- Born: 1727
- Died: 24 March 1783 (aged 55–56)
- Occupation: hack writer
- Writing career
- Pen name: Nathaniel Spencer

= Robert Sanders (writer) =

Scottish hack writer

Robert Sanders (1727–1783), pseudonym Nathaniel Spencer, was a Scottish hack writer in London.

==Life==
The son of Thomas Sanders, he was born at Breadalbane, Scotland, and was apprenticed to a comb-maker. He taught himself some Latin, Greek, and Hebrew, and taught in schools in the north of England.

About 1760 Sanders came to London, and took to hack writing. A begging letter of 1768 mentions a wife and five young children. He haunted the London coffee-houses: the New England, St. Paul's, and New Slaughter's.

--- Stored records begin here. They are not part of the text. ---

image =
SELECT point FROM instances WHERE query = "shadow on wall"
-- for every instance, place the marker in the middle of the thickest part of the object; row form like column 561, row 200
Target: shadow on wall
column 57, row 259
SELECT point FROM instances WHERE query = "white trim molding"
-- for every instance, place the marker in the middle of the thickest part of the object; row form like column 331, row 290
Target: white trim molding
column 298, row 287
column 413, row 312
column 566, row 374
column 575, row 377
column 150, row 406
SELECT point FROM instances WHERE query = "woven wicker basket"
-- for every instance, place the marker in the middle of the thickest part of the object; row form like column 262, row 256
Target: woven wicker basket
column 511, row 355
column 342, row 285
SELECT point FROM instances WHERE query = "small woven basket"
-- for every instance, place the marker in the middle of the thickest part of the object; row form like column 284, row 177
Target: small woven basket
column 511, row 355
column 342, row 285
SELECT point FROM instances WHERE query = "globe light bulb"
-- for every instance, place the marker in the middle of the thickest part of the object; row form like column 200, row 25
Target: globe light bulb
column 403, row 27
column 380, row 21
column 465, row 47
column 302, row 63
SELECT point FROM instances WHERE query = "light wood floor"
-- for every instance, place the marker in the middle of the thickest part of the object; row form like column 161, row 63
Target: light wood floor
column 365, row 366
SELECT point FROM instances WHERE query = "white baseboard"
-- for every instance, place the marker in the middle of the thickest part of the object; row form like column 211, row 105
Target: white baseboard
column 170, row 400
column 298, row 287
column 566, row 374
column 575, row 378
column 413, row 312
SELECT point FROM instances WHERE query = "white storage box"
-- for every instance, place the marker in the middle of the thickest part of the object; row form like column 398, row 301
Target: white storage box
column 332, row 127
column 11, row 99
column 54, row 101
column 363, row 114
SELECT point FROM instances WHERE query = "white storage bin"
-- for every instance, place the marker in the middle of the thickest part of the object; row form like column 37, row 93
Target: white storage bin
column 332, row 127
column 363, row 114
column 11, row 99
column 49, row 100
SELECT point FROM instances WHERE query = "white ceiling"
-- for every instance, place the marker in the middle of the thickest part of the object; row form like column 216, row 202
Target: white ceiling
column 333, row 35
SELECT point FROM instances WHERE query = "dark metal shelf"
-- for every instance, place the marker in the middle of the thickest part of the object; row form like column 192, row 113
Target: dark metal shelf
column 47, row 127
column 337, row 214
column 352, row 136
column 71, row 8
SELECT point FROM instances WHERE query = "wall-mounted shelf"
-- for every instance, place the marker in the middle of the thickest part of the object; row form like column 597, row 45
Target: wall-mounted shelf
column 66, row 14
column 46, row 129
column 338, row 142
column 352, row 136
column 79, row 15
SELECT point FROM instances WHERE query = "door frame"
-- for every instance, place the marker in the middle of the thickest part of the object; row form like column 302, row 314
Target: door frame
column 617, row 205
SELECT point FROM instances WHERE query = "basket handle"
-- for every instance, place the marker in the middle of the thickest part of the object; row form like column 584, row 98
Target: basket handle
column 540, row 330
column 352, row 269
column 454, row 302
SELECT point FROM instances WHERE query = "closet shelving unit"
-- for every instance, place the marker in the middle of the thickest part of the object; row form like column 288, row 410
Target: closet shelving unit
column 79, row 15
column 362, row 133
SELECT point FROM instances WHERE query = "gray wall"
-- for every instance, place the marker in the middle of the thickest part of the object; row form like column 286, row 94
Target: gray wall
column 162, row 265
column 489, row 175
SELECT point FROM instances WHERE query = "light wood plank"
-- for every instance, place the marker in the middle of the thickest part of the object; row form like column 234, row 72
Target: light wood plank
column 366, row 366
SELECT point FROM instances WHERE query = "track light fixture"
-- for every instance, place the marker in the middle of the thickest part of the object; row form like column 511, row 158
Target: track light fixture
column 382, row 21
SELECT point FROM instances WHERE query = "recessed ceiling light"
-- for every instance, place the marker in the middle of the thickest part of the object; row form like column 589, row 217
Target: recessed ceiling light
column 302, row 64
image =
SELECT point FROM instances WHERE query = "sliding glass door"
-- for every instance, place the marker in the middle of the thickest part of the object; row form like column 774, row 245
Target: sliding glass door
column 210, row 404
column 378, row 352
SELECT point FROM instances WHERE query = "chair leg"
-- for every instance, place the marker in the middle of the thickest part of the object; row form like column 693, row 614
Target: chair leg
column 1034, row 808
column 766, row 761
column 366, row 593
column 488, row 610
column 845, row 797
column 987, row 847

Sanders was a self-created LL.D., who quarreled with booksellers and patrons. He died of a pulmonary disorder, on 24 March 1783.

==Works==
Compilations by Sanders included:

- The Newgate Calendar, or Malefactor's Bloody Register (1764), which came out in numbers, and was republished in five volumes.
- Editorial work on the History of the Life of Henry II (1769 edition) by George Lyttelton, 1st Baron Lyttelton
- The Complete English Traveller, or a New Survey and Description of England and Wales, containing a full account of what is curious and entertaining in the several counties, the isles of Man, Jersey, and Guernsey … and a description of Scotland (1771, weekly part publication, reissued under the pseudonym of Nathaniel Spencer). This work largely relied on John Ray, Daniel Defoe, Thomas Pennant, and similar authors.,
- The Christian's Divine Library, illustrated with Notes, (two volume 1774, reissue after part publication; known as Southwell's Bible, appearing as it did as by Henry Southwell, LL.D., rector of Asterby, Lincolnshire, who lent his name for a fee.
- The Lucubrations of Gaffer Graybeard, containing many curious particulars relating to the Manners of the People in England during the Present Age; including the Present State of Religion particularly among the Protestant Dissenters, (1774, 4 vols., anonymous). It satirised leading London nonconformist ministers, such as John Gill and Thomas Gibbons.

He left a chronological work unfinished.